اَلْعِفَاءُ [el-ʹifâ΄] (كِسَاءٌ [kisâ΄] vezninde) Devekuşunda olan çok tüylere denir. Ve bedende uzun ve firâvân kıllara denir. Ve sehâb yüzünde esvâb pürüzü şeklinde mer΄î olan nesnelere denir.
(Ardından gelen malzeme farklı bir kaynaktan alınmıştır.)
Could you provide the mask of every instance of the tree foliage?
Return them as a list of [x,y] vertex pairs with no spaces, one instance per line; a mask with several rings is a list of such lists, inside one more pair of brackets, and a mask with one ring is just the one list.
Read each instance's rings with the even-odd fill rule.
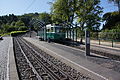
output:
[[118,6],[118,11],[120,13],[120,0],[108,0],[109,2],[114,2]]
[[103,29],[119,29],[120,28],[120,14],[119,12],[109,12],[103,15],[105,25]]

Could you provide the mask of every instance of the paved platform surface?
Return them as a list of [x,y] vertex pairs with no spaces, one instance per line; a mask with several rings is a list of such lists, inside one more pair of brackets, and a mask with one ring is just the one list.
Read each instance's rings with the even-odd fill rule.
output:
[[[80,40],[78,40],[80,41]],[[83,42],[85,42],[83,40]],[[117,55],[117,56],[120,56],[120,44],[117,44],[116,45],[118,47],[111,47],[111,46],[107,46],[107,45],[111,45],[111,43],[109,42],[101,42],[103,44],[99,45],[99,41],[95,41],[95,40],[91,40],[91,49],[92,50],[97,50],[97,51],[101,51],[101,52],[105,52],[105,53],[110,53],[112,55]],[[115,43],[114,43],[115,45]],[[85,45],[80,45],[80,47],[85,47]]]
[[12,37],[3,37],[3,40],[0,41],[0,80],[19,80]]
[[119,61],[95,54],[85,56],[84,51],[61,44],[47,43],[28,37],[24,39],[75,69],[95,77],[96,80],[120,80]]

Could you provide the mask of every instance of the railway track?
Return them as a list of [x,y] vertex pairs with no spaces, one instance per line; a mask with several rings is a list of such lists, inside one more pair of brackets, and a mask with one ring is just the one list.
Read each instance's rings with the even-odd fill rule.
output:
[[94,80],[22,38],[13,40],[20,80]]

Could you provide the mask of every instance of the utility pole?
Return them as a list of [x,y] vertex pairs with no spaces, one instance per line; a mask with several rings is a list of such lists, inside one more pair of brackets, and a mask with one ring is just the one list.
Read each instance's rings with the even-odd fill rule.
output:
[[90,56],[90,32],[85,30],[85,53]]

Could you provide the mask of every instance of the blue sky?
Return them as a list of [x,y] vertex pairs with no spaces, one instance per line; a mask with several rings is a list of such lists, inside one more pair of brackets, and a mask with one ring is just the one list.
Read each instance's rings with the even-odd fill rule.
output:
[[[50,12],[48,2],[53,0],[0,0],[0,16],[15,14],[21,15],[24,13],[35,12]],[[101,6],[104,7],[104,13],[116,11],[117,7],[107,0],[101,0]]]

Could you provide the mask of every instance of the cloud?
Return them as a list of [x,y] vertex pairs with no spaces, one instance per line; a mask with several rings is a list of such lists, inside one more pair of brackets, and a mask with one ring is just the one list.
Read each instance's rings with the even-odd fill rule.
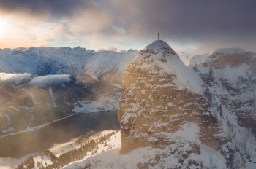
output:
[[0,9],[5,12],[24,12],[39,15],[48,14],[55,17],[72,15],[90,1],[83,0],[2,0]]
[[[23,20],[23,32],[36,30],[31,42],[41,45],[79,37],[91,48],[138,47],[156,39],[159,31],[163,40],[179,46],[197,43],[196,51],[203,52],[218,44],[255,50],[255,6],[254,0],[3,0],[0,12]],[[29,17],[53,18],[58,25],[40,29]]]
[[31,76],[31,74],[6,74],[0,73],[0,81],[7,81],[12,82],[20,82],[22,80],[29,79]]
[[47,75],[44,76],[37,76],[32,79],[29,82],[29,84],[37,86],[39,87],[44,87],[50,84],[58,84],[64,82],[69,82],[69,74],[60,74],[60,75]]

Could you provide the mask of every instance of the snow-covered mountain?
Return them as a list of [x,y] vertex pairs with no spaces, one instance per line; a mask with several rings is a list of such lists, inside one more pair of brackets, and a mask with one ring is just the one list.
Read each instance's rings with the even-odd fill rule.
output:
[[121,146],[64,168],[255,168],[255,61],[222,49],[187,67],[153,42],[124,72]]
[[[156,41],[137,54],[115,50],[87,52],[88,60],[74,66],[79,68],[76,72],[82,73],[55,75],[59,83],[40,87],[41,82],[37,82],[52,76],[37,76],[35,72],[15,71],[1,78],[9,78],[6,85],[23,92],[20,95],[26,93],[34,105],[39,96],[26,90],[31,90],[29,87],[39,84],[31,90],[48,91],[51,99],[50,93],[56,99],[54,91],[66,87],[60,98],[69,95],[67,91],[78,98],[75,103],[69,103],[73,113],[108,106],[117,109],[113,105],[120,96],[121,132],[106,141],[99,138],[88,142],[91,149],[72,149],[69,164],[63,161],[65,153],[56,160],[34,156],[28,162],[36,165],[37,160],[46,160],[45,167],[49,168],[256,168],[255,53],[239,48],[219,49],[193,57],[187,66],[163,41]],[[22,79],[21,84],[17,79]],[[14,95],[5,87],[5,95]],[[86,90],[79,90],[80,87]],[[100,106],[99,102],[105,106]],[[50,165],[54,160],[56,165]]]
[[121,73],[135,50],[0,50],[0,138],[81,112],[118,110]]

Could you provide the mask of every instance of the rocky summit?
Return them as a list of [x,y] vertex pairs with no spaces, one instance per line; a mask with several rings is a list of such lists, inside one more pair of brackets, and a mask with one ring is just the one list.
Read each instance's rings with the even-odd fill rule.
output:
[[[255,114],[255,76],[248,60],[241,59],[242,52],[218,50],[187,67],[163,41],[140,50],[123,74],[118,114],[121,153],[138,147],[165,150],[137,165],[139,168],[154,168],[160,163],[166,166],[166,160],[175,162],[167,168],[241,168],[246,161],[256,162],[255,138],[250,129],[255,119],[244,120],[244,115]],[[246,56],[255,60],[255,54]],[[248,67],[249,86],[241,82],[238,90],[236,80],[215,75],[235,66],[238,70]],[[244,97],[242,89],[253,94]]]

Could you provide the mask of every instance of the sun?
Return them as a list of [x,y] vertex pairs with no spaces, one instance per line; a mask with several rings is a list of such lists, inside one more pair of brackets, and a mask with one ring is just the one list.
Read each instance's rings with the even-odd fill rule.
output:
[[7,36],[10,24],[7,20],[0,17],[0,38]]

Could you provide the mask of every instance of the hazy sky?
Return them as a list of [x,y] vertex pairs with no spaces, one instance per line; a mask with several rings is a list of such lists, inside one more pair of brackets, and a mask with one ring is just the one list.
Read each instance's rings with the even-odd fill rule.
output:
[[254,0],[1,0],[0,47],[138,49],[157,34],[189,54],[256,51]]

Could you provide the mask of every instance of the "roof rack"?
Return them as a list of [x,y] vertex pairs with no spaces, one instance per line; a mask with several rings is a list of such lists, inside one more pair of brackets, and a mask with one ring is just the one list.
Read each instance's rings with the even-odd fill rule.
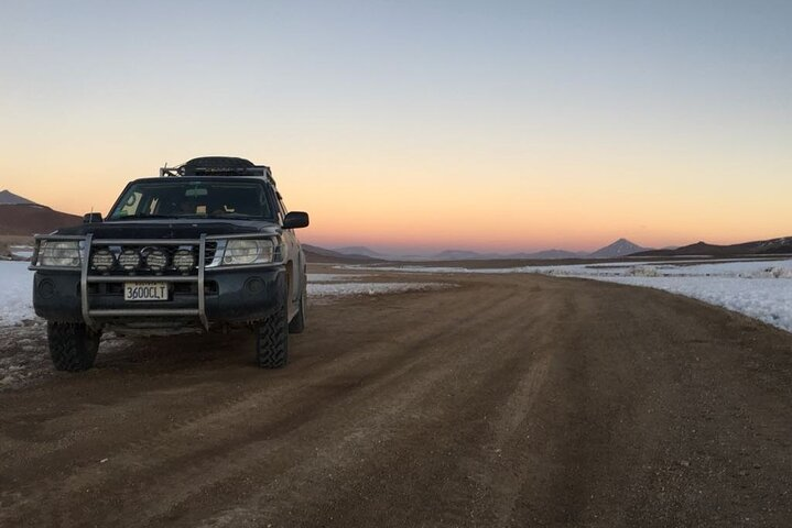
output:
[[272,185],[275,180],[272,170],[267,165],[253,165],[252,162],[241,157],[196,157],[183,165],[160,168],[161,178],[177,178],[182,176],[258,176],[269,179]]

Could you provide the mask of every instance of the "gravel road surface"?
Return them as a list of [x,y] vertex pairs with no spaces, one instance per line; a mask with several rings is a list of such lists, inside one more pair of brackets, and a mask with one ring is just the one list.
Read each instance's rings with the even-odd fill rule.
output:
[[792,334],[432,280],[459,286],[314,306],[284,370],[248,333],[135,339],[0,393],[0,526],[790,526]]

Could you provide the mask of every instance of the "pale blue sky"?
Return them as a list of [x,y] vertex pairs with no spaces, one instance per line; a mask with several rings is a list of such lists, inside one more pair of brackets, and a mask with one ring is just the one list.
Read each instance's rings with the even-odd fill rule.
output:
[[[505,202],[660,196],[688,223],[704,200],[751,212],[792,191],[789,1],[7,0],[0,20],[0,187],[23,195],[43,183],[31,157],[68,164],[93,205],[206,153],[270,163],[314,208],[328,177],[376,199],[393,173],[484,177]],[[104,187],[88,158],[127,162]],[[683,237],[625,215],[599,235]],[[727,239],[733,217],[707,233]]]

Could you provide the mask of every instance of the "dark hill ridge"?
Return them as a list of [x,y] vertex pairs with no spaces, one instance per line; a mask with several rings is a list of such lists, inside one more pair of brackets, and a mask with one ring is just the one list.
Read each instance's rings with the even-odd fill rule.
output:
[[675,250],[643,251],[632,256],[738,256],[780,254],[792,254],[792,237],[758,240],[730,245],[696,242],[695,244],[684,245]]
[[0,204],[0,234],[29,237],[77,226],[83,218],[35,204]]
[[14,195],[8,189],[0,190],[0,206],[37,206],[33,200]]
[[619,256],[627,256],[632,255],[633,253],[638,253],[640,251],[647,251],[647,248],[641,248],[640,245],[630,242],[627,239],[619,239],[616,242],[614,242],[610,245],[606,245],[605,248],[600,248],[599,250],[595,251],[594,253],[589,254],[589,258],[617,258]]

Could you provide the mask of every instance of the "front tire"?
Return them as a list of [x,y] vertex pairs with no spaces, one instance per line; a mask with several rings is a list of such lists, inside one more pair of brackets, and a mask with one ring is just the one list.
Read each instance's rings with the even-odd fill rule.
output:
[[46,337],[56,371],[82,372],[94,366],[101,332],[84,323],[47,321]]
[[261,369],[282,369],[289,362],[289,311],[285,295],[257,329],[256,360]]

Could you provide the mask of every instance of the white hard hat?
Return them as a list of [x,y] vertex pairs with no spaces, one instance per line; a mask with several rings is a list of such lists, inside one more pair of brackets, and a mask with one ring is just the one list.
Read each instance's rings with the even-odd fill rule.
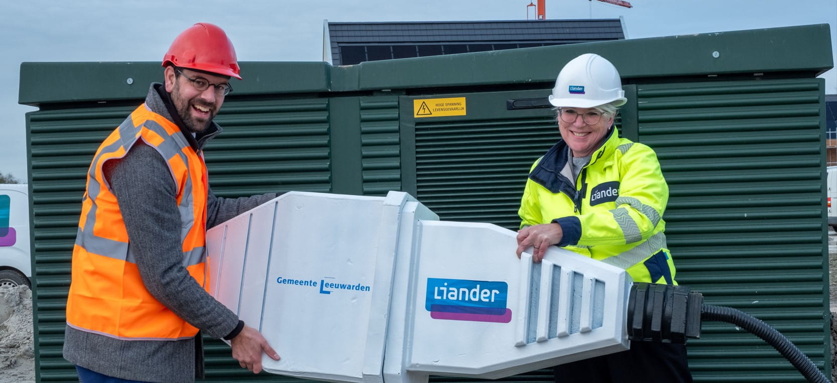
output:
[[614,106],[628,101],[619,72],[595,54],[584,54],[567,63],[549,96],[549,103],[554,106],[593,108],[614,101]]

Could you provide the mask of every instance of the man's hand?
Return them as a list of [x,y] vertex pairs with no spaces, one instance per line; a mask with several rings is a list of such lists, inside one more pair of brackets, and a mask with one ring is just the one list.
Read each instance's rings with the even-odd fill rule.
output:
[[239,361],[239,365],[254,374],[261,372],[262,351],[274,360],[279,360],[279,354],[267,344],[267,340],[261,333],[246,324],[229,344],[233,346],[233,357]]
[[517,258],[521,258],[526,248],[532,246],[535,249],[531,252],[531,260],[536,263],[541,262],[547,254],[547,248],[561,242],[563,236],[561,225],[557,223],[523,227],[517,231]]

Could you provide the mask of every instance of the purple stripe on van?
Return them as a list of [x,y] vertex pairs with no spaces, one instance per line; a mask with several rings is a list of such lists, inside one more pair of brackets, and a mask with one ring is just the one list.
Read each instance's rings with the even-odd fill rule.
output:
[[[3,227],[7,228],[7,227]],[[5,232],[5,230],[3,230]],[[14,231],[14,227],[8,227],[8,232],[6,235],[0,237],[0,248],[6,248],[8,246],[14,246],[14,243],[18,239],[17,232]]]

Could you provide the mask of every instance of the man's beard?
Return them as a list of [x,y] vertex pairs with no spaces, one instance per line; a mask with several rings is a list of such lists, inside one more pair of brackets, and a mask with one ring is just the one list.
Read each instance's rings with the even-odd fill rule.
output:
[[192,117],[192,102],[190,101],[192,100],[183,100],[182,97],[180,97],[180,87],[175,84],[174,89],[172,89],[172,102],[174,104],[175,109],[177,110],[177,114],[180,115],[180,120],[183,121],[183,125],[186,125],[186,129],[189,131],[202,133],[209,127],[212,119],[215,117],[215,113],[213,112],[215,109],[214,105],[201,102],[200,100],[194,100],[195,105],[209,109],[209,118],[205,122],[202,122]]

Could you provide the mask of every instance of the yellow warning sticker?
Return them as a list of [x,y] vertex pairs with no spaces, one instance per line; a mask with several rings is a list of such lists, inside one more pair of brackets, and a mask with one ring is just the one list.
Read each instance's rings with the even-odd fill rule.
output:
[[465,98],[413,100],[413,115],[416,118],[465,115]]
اَلْعَفَاءُ [el-ʹafâ΄] (سَمَاءٌ [semâ΄] vezninde) Mahv ve helâk olmak maʹnâsınadır; yukâlu: عَفَا أَثَرُهُ عَفَاءً إِذَا هَلَكَ
اَلْعِفَاءُ [el-ʹifâ΄] (ʹayn’ın kesri ve elifin meddiyle) Çok olan devekuşu yeleği.Ve çok olan deve tüyüne dahi derler; yukâlu: نَاقَةٌ ذَاتُ عِفَاءٍ
اَلْعَفَاءُ [el-ʹafâ΄] (ʹayn’ın fethi ve elifin meddiyle) Toprak, türâb maʹnâsına. Kâle Ṡafvân b. Muḩriz: “إِذَا دَخَلْتُ بَيْتِي فَأَكَلْتُ رَغِيفًا وَشَرِبْتُ عَلَيْهِ مَاءً فَعَلَيَّ الدُّنْيَا الْعَفَاءُ” Ve Ebû ʹUbeyd eyitti: عَفَاءٌ [ʹafâ΄] yıkılmağa ve helâk olmağa derler. Ve bu ʹArabların “عَلَيْهِمُ الدَّبَارُ” dedikleri gibidir bed-duʹâ mahallinde. Ve دَبَارٌ [debâr] geri dönmek ve rücûʹ etmek maʹnâsınadır.